This lesson covers “Non-Prepared Statements” and “Non-Token Aware Request” in ScyllaDB.
In this class we’re going to analyze the data modeling that will be used throughout the entire section and show you how to use the Scylla Monitoring Dashboard to identify problems related to Non-Prepared Statements queries.
Introduction
Welcome to How to Write Better Apps Section!
Today we’re gonna be talking about “Non-Prepared Statements” and “Non-Token Aware Request” in ScyllaDB.
At this class we’re going to analyze the data modeling that will be used throughout the entire section and show you how to use the Scylla Monitoring Dashboard to identify problems related to Non-Prepared Statements queries.
Ok, so let’s say that we’re building a twitter clone… What would be our MVP in this case?
We will be working two major features: the Tweets and the Timeline.
The “Tweet Feature” only have the tweet_id as our partition key since it’s not a complex query.
However at the “Timeline Feature”, we’re gonna use the “username” as the partition key and cluster it by a timeuuid in descending order to make sure to retrieve the latest tweets on each query.
When someone tweets something, all of his followers should receive the new tweet in their individual timeline.
Now, imagine that you have 1 MILLION followers and you tweet something, it will be 1 million new rows in scylla… Your application and database must be monstrously fast to process and ingest the whole data.
And every time that something enters into our timeline, we also need to be quicker to retrieve this data to the user. Let’s say that every scrolling you will be fetching the fifty-first latest tweets from your private timeline.
First Gauge: CQL Non-Prepared Statements
Ok, now let’s jump into the first monitoring Gauge: the Non-Prepared Statement one.
Sometimes, when you’re rushing to develop some MVP, you’ll forget to pay attention to “good practices” in development, like an unprepared statement query…
It happens sometimes, but in Scylla if you just FORGET it there, it will turn into a massive performance problem.
And at this scenario, we forgot two insert queries without prepared statements and suddenly our system started to get slower and process less queries.
Before we fix it, it’s important to remember that this gauge should ALWAYS stay at 0%, meaning that there is not a single unprepared statement running in our application.
This is how a “non-prepared statement” looks like. You can just append the values inside the string and send to scylla.
And then the coordinator will be receiving the statement, look at his query statement cache and see if there’s an identical query there.
After realize that this one is a new query, he will be adding at the cached queries list, process the data to check if everything matches and then insert it.
Now imagine that you will be doing this “3 steps” for each query that you send. The statement will always be something different since we’re sending raw uuids in the query scope.
Or you can prepare your statements saying that your query has only “placeholders”, that will be cached once and reused in the future. Also, the data binding and filtering will be done in the driver side as well. So now the coordinator will have only one task: insert the data.
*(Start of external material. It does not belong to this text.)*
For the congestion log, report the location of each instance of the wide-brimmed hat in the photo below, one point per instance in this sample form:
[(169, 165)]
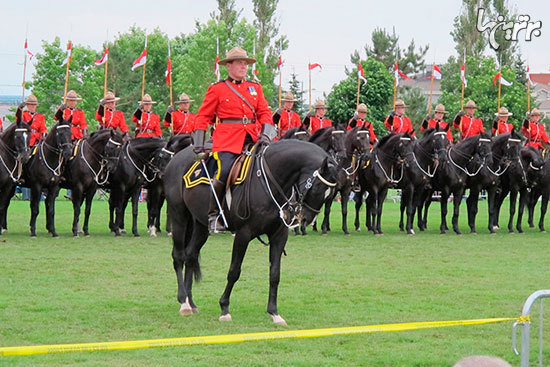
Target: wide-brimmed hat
[(320, 104), (400, 103), (288, 97), (503, 111), (72, 96), (470, 104), (237, 53), (440, 108), (32, 100), (109, 97), (362, 107), (147, 99), (184, 98)]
Now you can compare how faster your database is after this simple change.
Second Gauge: Non-Token Aware Queries
Now let’s talk about the Token Aware policy.
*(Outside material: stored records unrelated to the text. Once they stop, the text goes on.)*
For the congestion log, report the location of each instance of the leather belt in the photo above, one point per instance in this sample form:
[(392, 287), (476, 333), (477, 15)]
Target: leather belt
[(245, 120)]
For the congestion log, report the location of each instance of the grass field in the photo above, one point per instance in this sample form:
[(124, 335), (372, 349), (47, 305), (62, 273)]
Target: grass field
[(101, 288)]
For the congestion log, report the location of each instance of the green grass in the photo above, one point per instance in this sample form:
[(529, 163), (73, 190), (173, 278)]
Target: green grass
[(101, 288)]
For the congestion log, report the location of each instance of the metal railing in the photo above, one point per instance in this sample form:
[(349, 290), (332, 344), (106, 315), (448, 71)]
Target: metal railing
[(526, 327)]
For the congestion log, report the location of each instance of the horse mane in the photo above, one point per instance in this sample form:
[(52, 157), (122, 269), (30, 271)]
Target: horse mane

Now let’s talk about the Token Aware policy. Imagine you have a 5-node cluster with a replication factor of 3.
Token Aware is the policy which ensures that your request will hit one of the 3 nodes that is responsible for storing the data being accessed. Without it enabled in an environment with more nodes than configured as the replication factor, you will hit the 1 replica that hold different partitions and this replica will point you to the right node that your data is placed.
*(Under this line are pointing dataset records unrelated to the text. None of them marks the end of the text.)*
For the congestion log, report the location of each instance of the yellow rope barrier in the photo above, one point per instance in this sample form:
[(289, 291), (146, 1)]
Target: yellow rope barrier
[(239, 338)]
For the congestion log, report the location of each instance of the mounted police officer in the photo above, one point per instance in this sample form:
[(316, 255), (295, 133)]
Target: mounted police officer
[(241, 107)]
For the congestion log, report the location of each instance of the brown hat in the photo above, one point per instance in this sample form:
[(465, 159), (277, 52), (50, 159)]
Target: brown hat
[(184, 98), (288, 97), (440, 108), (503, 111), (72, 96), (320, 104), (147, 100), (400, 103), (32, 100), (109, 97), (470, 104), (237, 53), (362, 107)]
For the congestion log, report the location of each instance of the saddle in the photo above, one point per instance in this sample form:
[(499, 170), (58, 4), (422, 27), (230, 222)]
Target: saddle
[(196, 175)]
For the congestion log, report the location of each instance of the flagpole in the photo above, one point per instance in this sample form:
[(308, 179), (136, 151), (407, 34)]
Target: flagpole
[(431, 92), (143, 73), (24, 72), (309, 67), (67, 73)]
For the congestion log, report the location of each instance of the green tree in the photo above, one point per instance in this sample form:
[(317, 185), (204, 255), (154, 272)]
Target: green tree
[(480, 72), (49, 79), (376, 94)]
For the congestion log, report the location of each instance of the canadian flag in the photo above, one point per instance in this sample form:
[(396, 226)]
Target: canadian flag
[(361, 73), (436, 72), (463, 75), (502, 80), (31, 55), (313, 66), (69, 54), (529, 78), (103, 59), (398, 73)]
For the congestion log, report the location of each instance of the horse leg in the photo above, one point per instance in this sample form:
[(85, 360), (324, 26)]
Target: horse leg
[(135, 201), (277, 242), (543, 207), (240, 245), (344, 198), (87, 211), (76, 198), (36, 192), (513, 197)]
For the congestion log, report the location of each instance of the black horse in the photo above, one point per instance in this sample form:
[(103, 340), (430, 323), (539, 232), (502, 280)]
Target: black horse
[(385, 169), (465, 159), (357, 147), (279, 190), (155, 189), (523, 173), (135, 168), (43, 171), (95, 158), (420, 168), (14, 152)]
Depending on the driver you are using, you will find the TokenAware as a policy and you should use it together with the RoundRobin policy, which helps your load balancer by optimizing the even data distribution among the nodes.
The Rust driver uses RoundRobin and TokenAware by default. You have the option to use the DefaultPolicy builder and create your own depending on your project needs.
After enabling it, the policy will ensure to understand the topology of the cluster and send the request to the right node every time.
There will be always a number ticking in this gauge if you have more nodes than the specified at your Keyspace Replication Factor, because coordinator will be writing data in the remaining replicas, but never reading from it.
It’s not a problem if it’s stays in lower percentages.
Instead just showing you some graphics, let’s jump to the real world application with real numbers.
Real world with Scylla Monitoring Stack
I’m running locally the Scylla monitoring and also a three-node cluster. As you can see here, my application is getting 7.6k requests per second. We have some huge read latency, and if we jump into the SQL dashboard, you can find that all of our queries are running without prepared statements. Another thing to pay attention to is how many requests are hitting the cache and how many are missing the cache layer.
If we switch to the second example, which runs the prepared statements, you’ll see a significant difference. In this example, I’m preparing the statements before sending them. Let’s see how this affects our payload and the data being sent.
After giving it some time to cool down, we can see that our P99 dropped, the average read and write times also dropped, and the amount of requests increased. The hits on the cache went to zero because it was overloaded. In the SQL dashboard, there’s no single non-prepared statement running, meaning every request is now aware.
I hope you enjoyed this, and see you next class.